The other path is: build the substrate. Give the agent persistent memory, typed knowledge, a code intelligence layer, governance that adapts. Instead of scaffolding around statelessness, eliminate statelessness. Instead of scripting the generator-evaluator loop, make it emergent — a natural consequence of stateful agents coordinating through a shared cognitive layer.

I’m building on the second path. I want to be honest about why I think it’s the right one, and where I might be wrong.

What Substrate-Level Memory Changes

I’m building h00bert — an AI agent that runs on h00.sh’s memory substrate.
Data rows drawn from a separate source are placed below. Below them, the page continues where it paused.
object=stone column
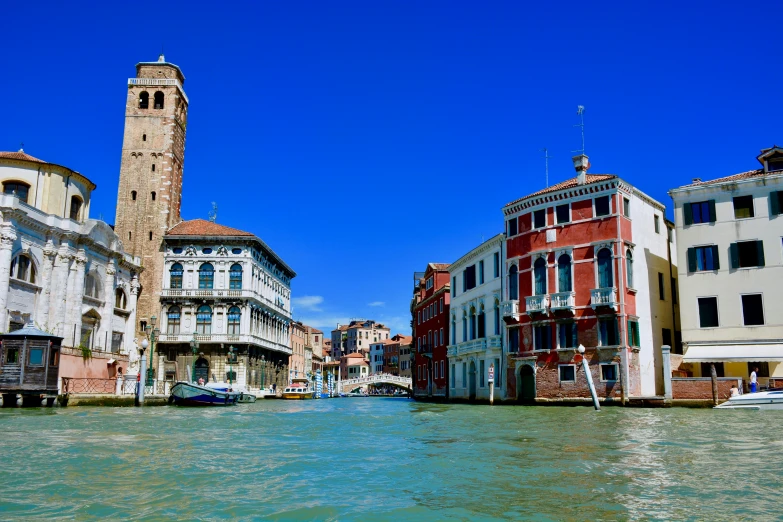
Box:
[98,259,116,350]
[0,226,16,332]
[35,239,57,331]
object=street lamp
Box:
[190,332,198,382]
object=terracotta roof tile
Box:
[166,219,254,236]
[0,150,48,163]
[506,174,617,206]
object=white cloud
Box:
[291,295,324,312]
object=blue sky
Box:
[0,1,783,333]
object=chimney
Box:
[571,154,590,185]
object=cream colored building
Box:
[669,147,783,385]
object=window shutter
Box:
[769,192,780,216]
[682,203,693,226]
[688,248,697,272]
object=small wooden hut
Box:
[0,323,63,407]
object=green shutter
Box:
[682,203,693,226]
[769,192,780,216]
[688,248,697,272]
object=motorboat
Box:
[715,389,783,410]
[169,381,240,406]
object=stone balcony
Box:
[500,299,519,321]
[590,287,617,310]
[525,294,549,315]
[549,292,576,312]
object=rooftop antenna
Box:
[574,105,585,154]
[541,147,551,187]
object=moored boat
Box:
[169,381,240,406]
[715,389,783,410]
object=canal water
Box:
[0,398,783,521]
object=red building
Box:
[411,263,451,399]
[502,155,677,402]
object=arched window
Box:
[11,254,36,284]
[508,265,519,301]
[3,181,30,203]
[228,306,242,335]
[557,254,573,292]
[598,248,614,288]
[169,263,182,288]
[533,257,546,295]
[196,305,212,335]
[114,288,128,310]
[69,196,82,221]
[198,263,215,289]
[228,263,242,290]
[166,306,180,335]
[84,273,101,299]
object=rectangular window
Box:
[742,294,764,326]
[557,321,578,348]
[628,319,641,347]
[595,196,610,217]
[729,241,764,268]
[598,317,619,346]
[533,208,546,228]
[682,199,715,225]
[698,297,718,328]
[559,364,576,382]
[688,245,720,272]
[734,196,753,219]
[555,203,571,225]
[601,364,617,381]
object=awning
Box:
[682,343,783,362]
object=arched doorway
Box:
[518,364,536,403]
[195,357,209,382]
[468,361,476,401]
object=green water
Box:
[0,398,783,520]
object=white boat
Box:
[715,390,783,410]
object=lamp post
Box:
[144,315,160,386]
[190,332,198,382]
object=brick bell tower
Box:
[115,54,188,332]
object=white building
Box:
[155,219,296,389]
[669,147,783,385]
[0,150,141,377]
[447,234,505,400]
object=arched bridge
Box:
[337,373,413,393]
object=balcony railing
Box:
[525,294,549,314]
[590,287,617,310]
[549,292,576,312]
[500,299,519,320]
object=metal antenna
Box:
[541,147,551,187]
[574,105,585,154]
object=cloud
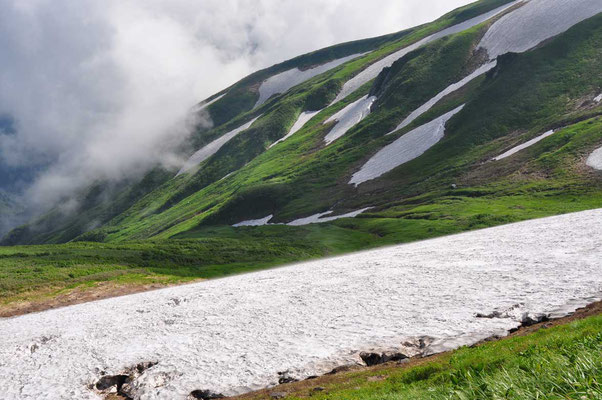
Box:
[0,0,470,212]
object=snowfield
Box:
[0,209,602,400]
[478,0,602,60]
[0,209,602,400]
[349,104,464,186]
[287,207,372,226]
[232,214,274,228]
[193,93,228,112]
[388,61,497,135]
[232,207,372,228]
[331,0,520,105]
[324,95,376,145]
[255,53,366,107]
[586,147,602,171]
[178,115,261,175]
[493,130,555,161]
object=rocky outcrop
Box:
[188,390,226,400]
[94,361,158,399]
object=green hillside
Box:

Not a harness wrapped around a stateless LLM. A stateful agent with persistent, typed, behavioral memory.

Here’s how the GAN pattern’s components map to what we’ve built, and where the architectures diverge.

Generator agents. The GAN pattern has one generator. h00bert has specialized worker agents — a Rust expert, a TUI expert, a test engineer, each with domain-specific knowledge. But the real difference isn’t quantity. It’s that h00bert’s generators write typed memories to the substrate as they work. A decision gets stored as a Decision. A pattern gets stored as a Pattern. A code symbol gets indexed in the knowledge graph. These aren’t log entries — they’re typed artifacts with validation rules, decay curves, and surfacing behavior specific to their type.

The evaluator. Anthropic’s key insight — separate the evaluator from the generator — maps directly. h00bert enforces this as an architectural rule: adversarial reviews always use a different agent type than the one that built the code. A quality engineer reviews for correctness. A security engineer reviews for vulnerabilities. An integration auditor checks wiring. Different lenses, not just different prompts.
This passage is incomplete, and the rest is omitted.